L'air faussement apeuré, il recula d'un bond en levant les mains en l'air. J'éclatai de rire en réalisant qu'effectivement, vu d'un autre oeil, la scène aurait eu avoir l'air de tout autre chose.

"Poteau quoi? Me questionna-t-il, sceptique.

-Pot-au-feu! Articulais-je. C'est une recette française. C'est une sorte de ragoût."

Peu convaincu, il désigna le plan de travail où tous les ustensiles et ingrédients que j'avais sorti depuis que j'avais commencé à cuisiner, c'est à dire depuis le début de l'après-midi gisaient dans, je devais bien l'avouer, un certain désordre.

"Heu... mon lapin, je sais que tu adore tenter de nouvelles choses depuis que tu as pris ta retraite de ministre et que tu estime que ce n'est plus la peine de payer un elfe de maison quand on a le temps de faire les choses soi-même, mais c'était quand même bien quand on n'avait pas à cuisiner tous les jours non?"

Ces remarques sur ma manière de cuisiner allait finir par doucement m'échauffer et tout comme l'eau dans la marmite posée sur le gaz, je sentis que je commençais à bouillir intérieurement.

"Comment ça quand 'ON n'avait pas à cuisiner tous les jours'? Je ne savais pas que 'On' était mon nouveau petit surnom? Rétorquai-je du tac au tac. C'est fini les 'lapins'?"

Je me rendis compte que j'étais déjà bien plus énervée que ce que je pensais. Ce que répondit Ron ne fit rien pour arranger les choses.

"Eh mais tu oublie que moi aussi j'ai cuisiné Moldu la semaine dernière!

-Tu as commandé une pizza Ron! Je n'appelle pas ça cuisiner!

-Oui bah c'est pas toi qui à eu à te servir du létéphone!

-JE SAIS TRÈS BIEN ME SERVIR D'UN LETEPHONE! Haussai-je la voix. ET PUIS, EN PLUS CA S'APPELLE UN TÉLÉPHONE!

Vu la tête d'abruti un peu perdu qu'il faisait, ce devait être une blague.

C'est ce moment, qu' Hugo choisit pour faire irruption dans la pièce, avec dans la main son polo de Quidditch dans lequel un gros trou avait été percé.

"Bah voilà! J'ai essayé de faire partir la saleté avec un sortilège de récurage et maintenant il y a un gros trou en plein milieu!Se plaignit-il.

-Vois le bon côté des choses, au moins on ne voit plus la tâche." Commenta son père.

Hugo le regarda d'un air sombre essayant de réprimer un sourire. Ron et lui avait toujours eu le même humour... Humour que je ne partageais pas toujours.
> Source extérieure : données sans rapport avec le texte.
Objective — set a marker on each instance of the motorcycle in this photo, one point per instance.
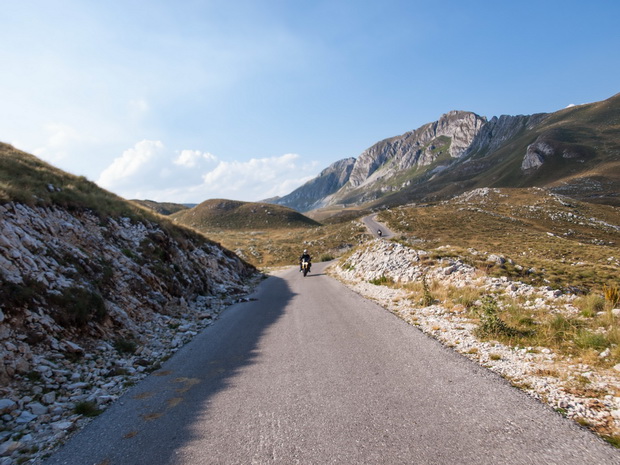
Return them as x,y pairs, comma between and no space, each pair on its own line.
305,267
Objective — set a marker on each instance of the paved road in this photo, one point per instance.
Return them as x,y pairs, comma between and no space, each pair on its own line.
374,226
310,373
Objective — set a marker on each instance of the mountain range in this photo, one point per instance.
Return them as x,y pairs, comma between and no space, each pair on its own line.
574,151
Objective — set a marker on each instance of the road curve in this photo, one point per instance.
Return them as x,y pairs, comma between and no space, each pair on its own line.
374,226
311,373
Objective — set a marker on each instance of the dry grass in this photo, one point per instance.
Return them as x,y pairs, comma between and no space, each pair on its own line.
547,240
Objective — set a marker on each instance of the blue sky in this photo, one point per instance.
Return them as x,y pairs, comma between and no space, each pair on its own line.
188,100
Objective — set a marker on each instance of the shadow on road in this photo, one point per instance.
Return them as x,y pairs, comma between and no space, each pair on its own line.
152,421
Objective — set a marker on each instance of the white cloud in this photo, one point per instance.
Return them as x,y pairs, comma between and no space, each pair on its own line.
135,165
191,158
150,171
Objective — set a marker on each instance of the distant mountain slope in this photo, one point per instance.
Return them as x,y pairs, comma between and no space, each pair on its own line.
232,214
310,195
163,208
575,151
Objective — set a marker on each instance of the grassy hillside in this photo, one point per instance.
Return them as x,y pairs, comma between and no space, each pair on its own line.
163,208
26,179
234,215
271,248
546,239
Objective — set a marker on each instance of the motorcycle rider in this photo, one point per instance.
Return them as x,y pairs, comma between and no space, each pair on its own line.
305,256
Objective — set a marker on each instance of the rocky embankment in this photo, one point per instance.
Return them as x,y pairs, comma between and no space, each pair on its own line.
544,374
88,307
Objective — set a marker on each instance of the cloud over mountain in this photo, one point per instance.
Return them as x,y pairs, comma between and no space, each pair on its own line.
150,170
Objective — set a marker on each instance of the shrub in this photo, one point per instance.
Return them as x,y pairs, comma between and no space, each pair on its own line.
78,306
88,409
491,325
591,304
382,281
612,294
427,297
125,346
588,340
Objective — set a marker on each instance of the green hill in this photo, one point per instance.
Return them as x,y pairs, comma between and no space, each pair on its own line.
163,208
235,215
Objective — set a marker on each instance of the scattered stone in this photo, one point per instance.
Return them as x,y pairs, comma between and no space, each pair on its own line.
525,366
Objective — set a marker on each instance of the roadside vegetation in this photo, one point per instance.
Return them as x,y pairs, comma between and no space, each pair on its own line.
538,237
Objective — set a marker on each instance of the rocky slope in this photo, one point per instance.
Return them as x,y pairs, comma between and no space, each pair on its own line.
88,305
309,196
575,151
540,371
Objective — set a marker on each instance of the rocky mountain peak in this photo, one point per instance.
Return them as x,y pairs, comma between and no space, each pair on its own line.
419,146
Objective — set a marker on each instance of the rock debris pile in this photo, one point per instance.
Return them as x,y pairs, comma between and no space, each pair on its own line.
539,371
89,306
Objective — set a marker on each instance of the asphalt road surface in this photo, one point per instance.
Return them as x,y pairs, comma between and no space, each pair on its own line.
374,226
311,373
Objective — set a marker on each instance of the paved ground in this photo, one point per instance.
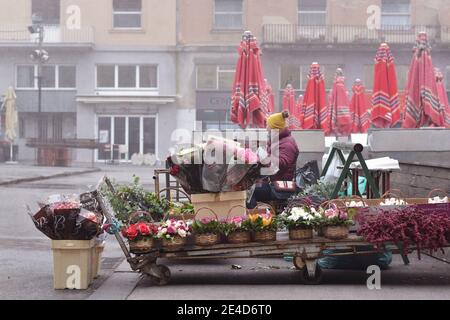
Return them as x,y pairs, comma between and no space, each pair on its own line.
26,268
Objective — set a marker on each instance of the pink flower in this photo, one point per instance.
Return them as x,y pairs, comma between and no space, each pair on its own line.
343,215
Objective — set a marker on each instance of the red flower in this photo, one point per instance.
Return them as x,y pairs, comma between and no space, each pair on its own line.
132,232
143,229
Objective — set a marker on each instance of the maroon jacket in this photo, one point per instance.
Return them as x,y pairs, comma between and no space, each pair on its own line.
288,154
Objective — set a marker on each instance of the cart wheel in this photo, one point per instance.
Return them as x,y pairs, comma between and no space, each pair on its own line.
298,262
307,279
165,272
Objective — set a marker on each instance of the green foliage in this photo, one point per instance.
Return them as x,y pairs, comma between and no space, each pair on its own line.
132,197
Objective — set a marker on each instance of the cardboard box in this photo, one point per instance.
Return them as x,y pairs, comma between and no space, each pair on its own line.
220,204
72,263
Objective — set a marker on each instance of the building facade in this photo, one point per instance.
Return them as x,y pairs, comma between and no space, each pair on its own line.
111,75
130,72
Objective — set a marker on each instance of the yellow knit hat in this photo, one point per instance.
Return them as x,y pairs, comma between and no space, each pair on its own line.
278,120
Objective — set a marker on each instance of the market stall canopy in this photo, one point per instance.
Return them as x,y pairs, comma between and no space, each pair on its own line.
11,117
422,103
290,105
386,111
247,108
314,102
340,120
359,108
443,98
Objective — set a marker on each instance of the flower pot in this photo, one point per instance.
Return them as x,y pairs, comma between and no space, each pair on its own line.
141,246
266,235
336,232
206,239
175,243
300,233
239,237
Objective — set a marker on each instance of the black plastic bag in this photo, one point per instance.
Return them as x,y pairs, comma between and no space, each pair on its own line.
307,175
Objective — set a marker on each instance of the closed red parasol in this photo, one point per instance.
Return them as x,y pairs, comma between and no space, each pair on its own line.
247,108
443,98
290,105
340,119
359,108
315,110
385,101
422,103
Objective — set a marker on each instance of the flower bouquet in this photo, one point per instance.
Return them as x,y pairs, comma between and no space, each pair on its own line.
264,226
140,237
140,232
206,231
219,165
300,222
335,222
173,233
237,229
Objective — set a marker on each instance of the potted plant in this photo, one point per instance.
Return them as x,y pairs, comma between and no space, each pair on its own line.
300,222
264,226
206,231
236,229
140,236
173,233
335,222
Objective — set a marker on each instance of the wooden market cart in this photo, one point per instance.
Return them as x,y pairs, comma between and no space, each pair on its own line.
305,253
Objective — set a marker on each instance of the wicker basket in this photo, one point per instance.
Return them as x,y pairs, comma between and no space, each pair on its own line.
336,232
239,237
141,246
300,234
266,235
206,239
176,243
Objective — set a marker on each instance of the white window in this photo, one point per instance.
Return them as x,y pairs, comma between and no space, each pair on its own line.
53,77
48,10
312,12
127,77
395,13
215,77
127,14
228,14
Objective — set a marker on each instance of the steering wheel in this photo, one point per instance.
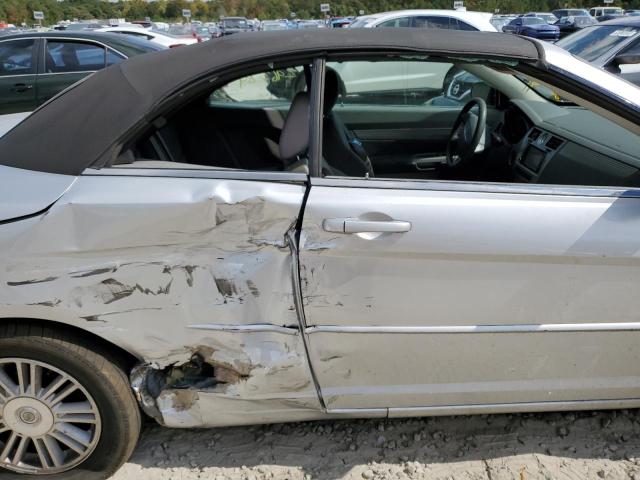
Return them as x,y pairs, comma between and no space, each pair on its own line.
467,132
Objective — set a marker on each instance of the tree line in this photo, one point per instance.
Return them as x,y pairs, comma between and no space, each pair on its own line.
19,11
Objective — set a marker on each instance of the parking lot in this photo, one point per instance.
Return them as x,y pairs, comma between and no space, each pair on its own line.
557,446
293,248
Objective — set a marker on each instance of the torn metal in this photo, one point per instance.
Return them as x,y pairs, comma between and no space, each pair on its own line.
193,277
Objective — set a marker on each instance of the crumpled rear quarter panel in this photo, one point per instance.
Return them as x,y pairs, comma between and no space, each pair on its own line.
139,260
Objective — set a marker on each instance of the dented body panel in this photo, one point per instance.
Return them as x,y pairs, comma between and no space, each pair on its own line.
490,298
162,267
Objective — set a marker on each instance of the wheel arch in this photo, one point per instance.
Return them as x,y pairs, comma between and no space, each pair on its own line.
21,326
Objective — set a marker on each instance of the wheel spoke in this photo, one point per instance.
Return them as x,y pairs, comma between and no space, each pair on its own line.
41,449
8,447
23,373
20,451
68,390
54,451
7,384
35,379
78,435
53,386
77,418
73,408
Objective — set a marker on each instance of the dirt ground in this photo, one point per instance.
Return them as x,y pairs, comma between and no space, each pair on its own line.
575,446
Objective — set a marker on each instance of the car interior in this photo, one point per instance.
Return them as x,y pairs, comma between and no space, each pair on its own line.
396,118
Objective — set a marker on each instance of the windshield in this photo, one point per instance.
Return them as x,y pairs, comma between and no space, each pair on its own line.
362,22
572,13
273,26
181,30
593,42
235,23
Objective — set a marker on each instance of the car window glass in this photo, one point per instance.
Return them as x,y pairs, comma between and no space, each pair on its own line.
396,22
417,119
275,87
113,57
67,57
463,25
432,22
244,125
16,57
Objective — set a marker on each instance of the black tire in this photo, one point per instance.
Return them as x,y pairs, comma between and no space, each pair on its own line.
101,374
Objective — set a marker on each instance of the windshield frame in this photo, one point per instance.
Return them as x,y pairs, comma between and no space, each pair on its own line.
606,52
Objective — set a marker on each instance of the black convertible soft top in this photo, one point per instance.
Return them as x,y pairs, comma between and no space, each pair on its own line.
81,127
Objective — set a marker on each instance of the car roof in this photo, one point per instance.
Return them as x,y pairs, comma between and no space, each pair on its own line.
131,90
75,34
623,21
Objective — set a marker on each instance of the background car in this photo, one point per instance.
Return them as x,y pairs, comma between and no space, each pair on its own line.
442,19
164,39
613,45
605,13
270,25
533,27
231,25
569,25
567,12
36,66
341,22
550,18
499,21
76,26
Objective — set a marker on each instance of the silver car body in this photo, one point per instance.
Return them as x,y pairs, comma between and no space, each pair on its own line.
502,297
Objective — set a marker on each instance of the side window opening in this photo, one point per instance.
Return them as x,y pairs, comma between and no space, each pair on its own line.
429,119
16,57
244,124
68,57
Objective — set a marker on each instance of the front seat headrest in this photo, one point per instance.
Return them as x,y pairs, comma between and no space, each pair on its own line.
294,139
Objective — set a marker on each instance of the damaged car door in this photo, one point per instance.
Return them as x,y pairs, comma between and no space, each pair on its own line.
441,296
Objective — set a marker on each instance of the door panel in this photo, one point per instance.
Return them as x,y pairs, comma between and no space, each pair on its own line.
489,298
396,136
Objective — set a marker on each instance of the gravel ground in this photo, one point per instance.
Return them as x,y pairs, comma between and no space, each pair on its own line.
575,446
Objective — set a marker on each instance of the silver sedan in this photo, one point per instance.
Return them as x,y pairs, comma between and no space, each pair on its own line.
309,225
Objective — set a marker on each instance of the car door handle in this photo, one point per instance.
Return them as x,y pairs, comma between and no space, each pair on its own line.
355,225
21,87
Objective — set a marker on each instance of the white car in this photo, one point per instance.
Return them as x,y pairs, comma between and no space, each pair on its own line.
443,19
161,38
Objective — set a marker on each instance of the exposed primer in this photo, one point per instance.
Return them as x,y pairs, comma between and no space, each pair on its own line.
91,273
112,290
31,282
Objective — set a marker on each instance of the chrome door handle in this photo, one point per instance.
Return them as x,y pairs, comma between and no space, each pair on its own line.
354,225
21,87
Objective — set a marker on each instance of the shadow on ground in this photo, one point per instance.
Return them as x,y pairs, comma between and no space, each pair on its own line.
576,445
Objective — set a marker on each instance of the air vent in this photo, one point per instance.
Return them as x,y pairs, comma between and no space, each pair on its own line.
533,136
553,143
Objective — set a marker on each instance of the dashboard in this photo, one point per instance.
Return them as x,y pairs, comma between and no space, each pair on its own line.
569,146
Et surement pas à cet instant, la colère continuant de monter en moi.

"Tu vois Maman, tu aurais dû le faire toi plutôt que d'encore essayer de cuisiner quelque chose."

Ce fut la goutte d'eau qui fit déborder le vase.

A quel moment avais-je laissé mon fils et mon mari devenir de tel tirs au flanc?

Depuis que Rose avait terminé ses études à Poudlard et déménagé pour vivre sa vie, et surtout depuis que je ne travaillais plus j'avais l'impression d'être devenue leur esclave personnelle.

D'un air théâtrale j'arrachais mon tablier. Enfin j'essayais car ce dernier était attaché solidement dans mon dos. Je laissais tomber.

"Vous savez quoi? Je pense que je vais vous laisser vous débrouiller un peu seul tous les deux. Je vais me prendre de vraies vacances!"

Je sortis de la cuisine, les laissant eux et leurs airs de n'y rien comprendre. Je montai en trombe dans notre chambre? Saisis la baguette que j'avais laissé sur ma table de nuit et fis descendre une valise du haut de l'armoire conjugale. Elle s'ouvrit d'un mouvement et j'y fis voler quelques vêtements et le stricte nécessaire de toilette avant de la voir se refermer d'un coup sec.

Je l'empoignai et redescendis les escaliers tellement vite que Ron et Hugo n'avaient pas bougé comme s'ils avaient été pétrifiés.

C'est quand je me dirigeai vers la porte d'entrée que mon cher mari parut réagir.

"Mais mon lapin... Qu'est que ce qu'il te prends voyons?"

Je ne répondis pas et attrapai mon manteau dans l'entrée avant de me retourner pour dire à Hugo:

"Bon courage pour ta rentrée scolaire mon chéri! Maman a besoin de vacances."

Je lui souris malgré tout et ouvris la grande porte d'entrée.

Une fois dehors et sans vraiment réfléchir, je pivotai sur moi même et transplanai.